Female entrepreneurs offer their wares at Ramapo

In the current world of fighting for sustainable and ethical consumerism, supporting small businesses has become increasingly more popular and accessible. Part of shopping from small businesses includes being aware of the people behind the products. Ramapo’s Women’s Center and LGBTQ+ Services believes supporting and empowering local women-identified businesses is incredibly important, and to celebrate Women’s HERstory Month, the office hosted its second Women in Business Pop-Up Shops in Friends Hall on Monday afternoon.

Tables representing 10 different local women-owned businesses lined the perimeter of Friends Hall with products ranging from popcorn to crystals. Additionally, three other tables represented Ramapo’s Enactus selling tote bags made from t-shirts, the WeCare Program collecting gently used female-presenting professional wear for their clothing closet and complimentary water and pink lemonade.

“We wanted to bring even more vendors than last year and make it a very eclectic mix,” coordinator for the Women’s Center and LGBTQ+ Services Alex Woods said. “This event was definitely the biggest on our radar to get done because we really wanted to create this experience, not only for the vendors to be able to sell their goods, but also for students to connect with smaller businesses in the area.” 

Arianna Diraggio, the Women’s Center’s Master of Social Work Intern, was the biggest leader in the event. She spent a lot of time reaching out to local small businesses on social media and working with them in preparation for the pop-up shop. One of her biggest goals was to showcase and empower all of the wonderful sellers, and her hard work paid off, because there were at least 44 attendees, according to Archway.

“It exceeded my expectations. I was really nervous to begin with because I know it’s hard to promote, especially over spring break, but so many people have come out. It seems like everyone’s having fun,” Diraggio said. “I couldn’t be happier. I’m very happy.”
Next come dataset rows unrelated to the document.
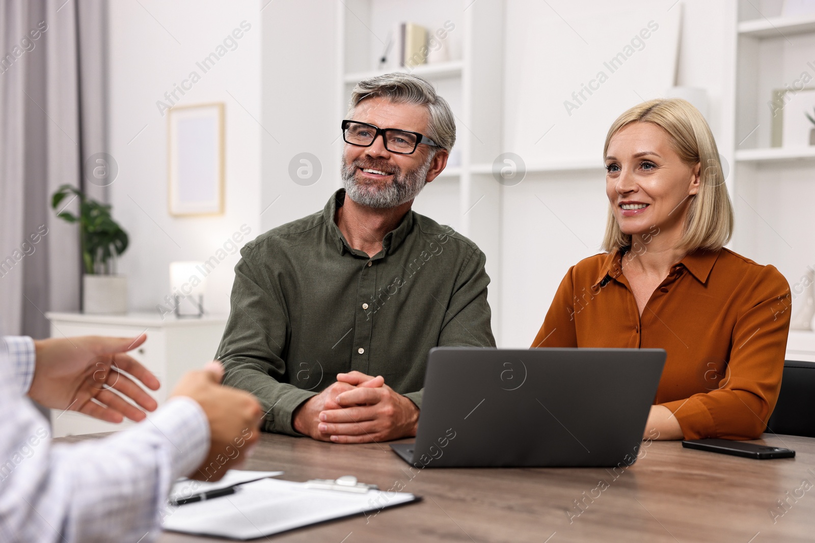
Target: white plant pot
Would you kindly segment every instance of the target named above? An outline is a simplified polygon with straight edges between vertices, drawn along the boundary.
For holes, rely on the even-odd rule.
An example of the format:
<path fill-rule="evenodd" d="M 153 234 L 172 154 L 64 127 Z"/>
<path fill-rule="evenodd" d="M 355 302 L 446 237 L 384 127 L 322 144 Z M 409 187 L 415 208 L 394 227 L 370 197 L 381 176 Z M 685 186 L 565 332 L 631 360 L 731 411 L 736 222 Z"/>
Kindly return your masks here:
<path fill-rule="evenodd" d="M 83 275 L 82 308 L 85 313 L 94 314 L 127 313 L 127 278 Z"/>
Lady J’s Crochet Studio was founded in New Jersey. Photo by Emily Melvin

Businesses at the event included Mia’s Funky Jewels, Ascension by Ruby, Diane’s Dope Nails, Lady J’s Crochet Studio, DaNae Soaps, Wick N’ Chill, Darling by JR, JP Moda Boutique, The Bruja’s Tomb and Pop-A-Licious. All of the shops can be found online and on social media for more information and online shopping.

Jordan Chernick, the Lady J behind Lady J’s Crochet Studio, is a junior at Ramapo and has a major in management and a minor in entrepreneurship. She was asked to be part of the event after reaching out to the Women’s Center in February about a fundraiser she was doing for Black History Month. She sells Black Lives Matter crocheted bees, in which 30% of the profits are donated to The National Association for the Advancement of Colored People. After hearing she was a women-owned business, the staff invited her to be part of the pop-up shop, marking this as her first event.

“I have a couple of events coming up in the summer, so this is like a great way to get a feel for everything, like talking to people,” Chernick said. Between energetically interacting with customers and making sales, the business owner crocheted throughout the event.

“It’s just really exciting [to be part of this]. The whole vibe [and] everything feels so positive and happy.”